Environments and wrappers#
In this chapter we’ll walk through the environment wrapper hierarchy in ALF. After reading you should be able to write customized environments and wrappers for your own tasks.
Overview#
An overview of the hierarchy is illustrated above. Starting from the innermost layer “Gym env”, each layer is wrapped by the layer above, all the way up to the outermost layer “ParallelAlfEnvironment” or “ThreadEnvironment” which is responsible for interacting with ALF algorithms.

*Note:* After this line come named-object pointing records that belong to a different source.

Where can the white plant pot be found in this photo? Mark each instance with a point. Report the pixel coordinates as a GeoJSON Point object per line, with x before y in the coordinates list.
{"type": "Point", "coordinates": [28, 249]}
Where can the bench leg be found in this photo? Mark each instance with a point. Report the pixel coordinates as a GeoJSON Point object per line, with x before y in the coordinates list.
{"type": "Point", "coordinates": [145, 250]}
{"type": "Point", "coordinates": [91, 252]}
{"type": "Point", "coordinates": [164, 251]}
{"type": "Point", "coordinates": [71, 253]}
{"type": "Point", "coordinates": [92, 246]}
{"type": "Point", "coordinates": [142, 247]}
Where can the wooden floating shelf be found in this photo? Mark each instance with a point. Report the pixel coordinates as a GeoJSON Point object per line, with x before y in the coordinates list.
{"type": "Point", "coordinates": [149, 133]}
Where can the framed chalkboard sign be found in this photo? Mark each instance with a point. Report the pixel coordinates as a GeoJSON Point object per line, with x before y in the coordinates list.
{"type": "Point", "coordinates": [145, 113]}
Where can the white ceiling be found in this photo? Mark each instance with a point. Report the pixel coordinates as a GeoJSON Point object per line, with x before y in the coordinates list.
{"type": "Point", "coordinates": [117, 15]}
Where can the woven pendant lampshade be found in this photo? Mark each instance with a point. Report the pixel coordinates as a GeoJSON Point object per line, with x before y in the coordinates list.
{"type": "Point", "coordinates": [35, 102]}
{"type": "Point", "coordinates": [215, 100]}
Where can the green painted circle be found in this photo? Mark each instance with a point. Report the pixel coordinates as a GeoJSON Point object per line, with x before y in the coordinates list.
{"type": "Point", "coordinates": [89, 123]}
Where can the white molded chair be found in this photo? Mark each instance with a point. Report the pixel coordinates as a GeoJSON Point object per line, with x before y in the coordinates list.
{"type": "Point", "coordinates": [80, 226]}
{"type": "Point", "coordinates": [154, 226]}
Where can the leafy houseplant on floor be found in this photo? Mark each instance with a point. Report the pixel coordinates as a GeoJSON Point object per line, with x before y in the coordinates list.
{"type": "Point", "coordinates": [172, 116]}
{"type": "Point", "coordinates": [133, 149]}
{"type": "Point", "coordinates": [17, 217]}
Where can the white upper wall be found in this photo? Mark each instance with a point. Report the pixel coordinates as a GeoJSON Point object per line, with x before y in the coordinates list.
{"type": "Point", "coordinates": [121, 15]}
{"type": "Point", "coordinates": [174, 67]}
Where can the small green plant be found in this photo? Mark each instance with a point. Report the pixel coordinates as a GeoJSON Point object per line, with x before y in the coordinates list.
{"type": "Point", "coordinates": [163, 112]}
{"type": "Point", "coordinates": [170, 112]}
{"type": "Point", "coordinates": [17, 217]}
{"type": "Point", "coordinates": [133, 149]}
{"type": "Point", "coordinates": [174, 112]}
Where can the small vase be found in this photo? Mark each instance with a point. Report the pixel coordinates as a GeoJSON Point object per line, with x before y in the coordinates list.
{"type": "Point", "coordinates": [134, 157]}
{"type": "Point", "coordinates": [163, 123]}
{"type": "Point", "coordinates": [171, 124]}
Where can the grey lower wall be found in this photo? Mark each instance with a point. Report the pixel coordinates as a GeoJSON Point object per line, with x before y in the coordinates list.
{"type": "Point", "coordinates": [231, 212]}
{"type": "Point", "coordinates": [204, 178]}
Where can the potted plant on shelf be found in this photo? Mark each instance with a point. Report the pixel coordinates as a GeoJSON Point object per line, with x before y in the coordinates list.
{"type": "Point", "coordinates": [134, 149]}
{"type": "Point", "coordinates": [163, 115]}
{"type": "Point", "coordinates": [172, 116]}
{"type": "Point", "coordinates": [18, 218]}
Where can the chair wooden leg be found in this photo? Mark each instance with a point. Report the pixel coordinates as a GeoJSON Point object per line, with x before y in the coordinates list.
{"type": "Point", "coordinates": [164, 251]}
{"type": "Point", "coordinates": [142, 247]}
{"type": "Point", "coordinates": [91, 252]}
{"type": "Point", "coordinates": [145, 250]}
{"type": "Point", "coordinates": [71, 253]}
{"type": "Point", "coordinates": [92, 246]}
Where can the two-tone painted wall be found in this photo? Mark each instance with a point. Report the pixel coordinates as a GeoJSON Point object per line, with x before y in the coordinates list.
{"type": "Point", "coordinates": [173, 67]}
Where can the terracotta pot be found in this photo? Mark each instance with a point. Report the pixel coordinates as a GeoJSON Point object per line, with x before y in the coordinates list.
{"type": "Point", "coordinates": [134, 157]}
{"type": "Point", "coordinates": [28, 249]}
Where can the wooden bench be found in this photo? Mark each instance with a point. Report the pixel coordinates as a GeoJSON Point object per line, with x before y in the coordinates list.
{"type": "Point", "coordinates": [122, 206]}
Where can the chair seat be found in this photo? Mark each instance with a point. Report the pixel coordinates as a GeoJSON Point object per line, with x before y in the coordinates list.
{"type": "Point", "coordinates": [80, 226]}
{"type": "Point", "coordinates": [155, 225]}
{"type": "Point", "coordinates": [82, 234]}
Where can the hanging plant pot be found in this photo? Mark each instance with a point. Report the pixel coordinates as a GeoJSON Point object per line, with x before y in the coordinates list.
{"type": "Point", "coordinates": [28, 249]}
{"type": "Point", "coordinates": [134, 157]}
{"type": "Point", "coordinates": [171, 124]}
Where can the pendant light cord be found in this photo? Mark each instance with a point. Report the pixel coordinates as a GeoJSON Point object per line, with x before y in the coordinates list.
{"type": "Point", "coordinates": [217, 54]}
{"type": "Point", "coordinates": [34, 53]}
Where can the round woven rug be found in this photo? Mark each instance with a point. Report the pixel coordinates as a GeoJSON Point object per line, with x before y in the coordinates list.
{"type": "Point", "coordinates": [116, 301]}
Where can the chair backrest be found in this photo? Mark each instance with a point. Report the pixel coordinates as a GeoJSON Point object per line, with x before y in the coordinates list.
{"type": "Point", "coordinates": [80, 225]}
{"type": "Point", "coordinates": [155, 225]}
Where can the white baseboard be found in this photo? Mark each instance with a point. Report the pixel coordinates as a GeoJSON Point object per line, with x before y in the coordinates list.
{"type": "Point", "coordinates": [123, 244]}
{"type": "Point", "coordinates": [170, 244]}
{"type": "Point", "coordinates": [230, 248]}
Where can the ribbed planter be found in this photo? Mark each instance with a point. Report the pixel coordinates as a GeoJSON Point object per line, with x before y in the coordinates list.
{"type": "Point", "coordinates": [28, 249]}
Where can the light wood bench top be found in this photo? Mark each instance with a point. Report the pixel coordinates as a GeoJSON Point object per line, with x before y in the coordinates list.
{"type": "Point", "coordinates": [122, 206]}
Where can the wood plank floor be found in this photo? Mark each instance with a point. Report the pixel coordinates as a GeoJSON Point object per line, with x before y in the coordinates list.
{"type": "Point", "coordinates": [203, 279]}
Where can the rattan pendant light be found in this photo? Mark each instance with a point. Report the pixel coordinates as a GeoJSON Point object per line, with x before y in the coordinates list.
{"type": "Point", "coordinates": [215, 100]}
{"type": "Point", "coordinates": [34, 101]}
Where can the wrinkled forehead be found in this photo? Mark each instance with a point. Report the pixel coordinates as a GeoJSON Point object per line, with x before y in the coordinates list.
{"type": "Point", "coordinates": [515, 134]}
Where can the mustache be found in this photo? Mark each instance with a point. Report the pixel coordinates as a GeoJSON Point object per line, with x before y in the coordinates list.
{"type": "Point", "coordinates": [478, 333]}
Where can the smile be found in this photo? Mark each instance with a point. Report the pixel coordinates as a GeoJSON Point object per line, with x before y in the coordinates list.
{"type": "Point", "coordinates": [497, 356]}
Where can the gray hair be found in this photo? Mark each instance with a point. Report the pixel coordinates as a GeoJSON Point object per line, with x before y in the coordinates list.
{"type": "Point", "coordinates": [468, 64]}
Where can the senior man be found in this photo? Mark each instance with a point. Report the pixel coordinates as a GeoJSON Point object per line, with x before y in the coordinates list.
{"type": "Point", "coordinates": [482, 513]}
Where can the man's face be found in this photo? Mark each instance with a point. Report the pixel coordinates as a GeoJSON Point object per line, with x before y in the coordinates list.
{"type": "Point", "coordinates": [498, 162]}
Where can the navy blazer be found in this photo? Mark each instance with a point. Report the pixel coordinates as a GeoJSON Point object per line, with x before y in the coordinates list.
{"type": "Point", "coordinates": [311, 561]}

Generally, when the algorithm outputs an action to the environment, the action flows from top to bottom, with each wrapper either simply passing or transforming the action. When the environment returns a time step to the algorithm, the time step flows from bottom to top in a reversed direction, with each wrapper either simply passing or transforming the time step. When defining a new wrapper, the user is supposed to define how to process the action and time step in the wrapper’s functions.
gym.Env and gym.Wrapper#
The two innermost layers are standard Gym environment and wrappers. ALF follows exactly the official definitions of Gym for these two components. We recommend the user to first get familiar with these two concepts, especially the Gym wrappers.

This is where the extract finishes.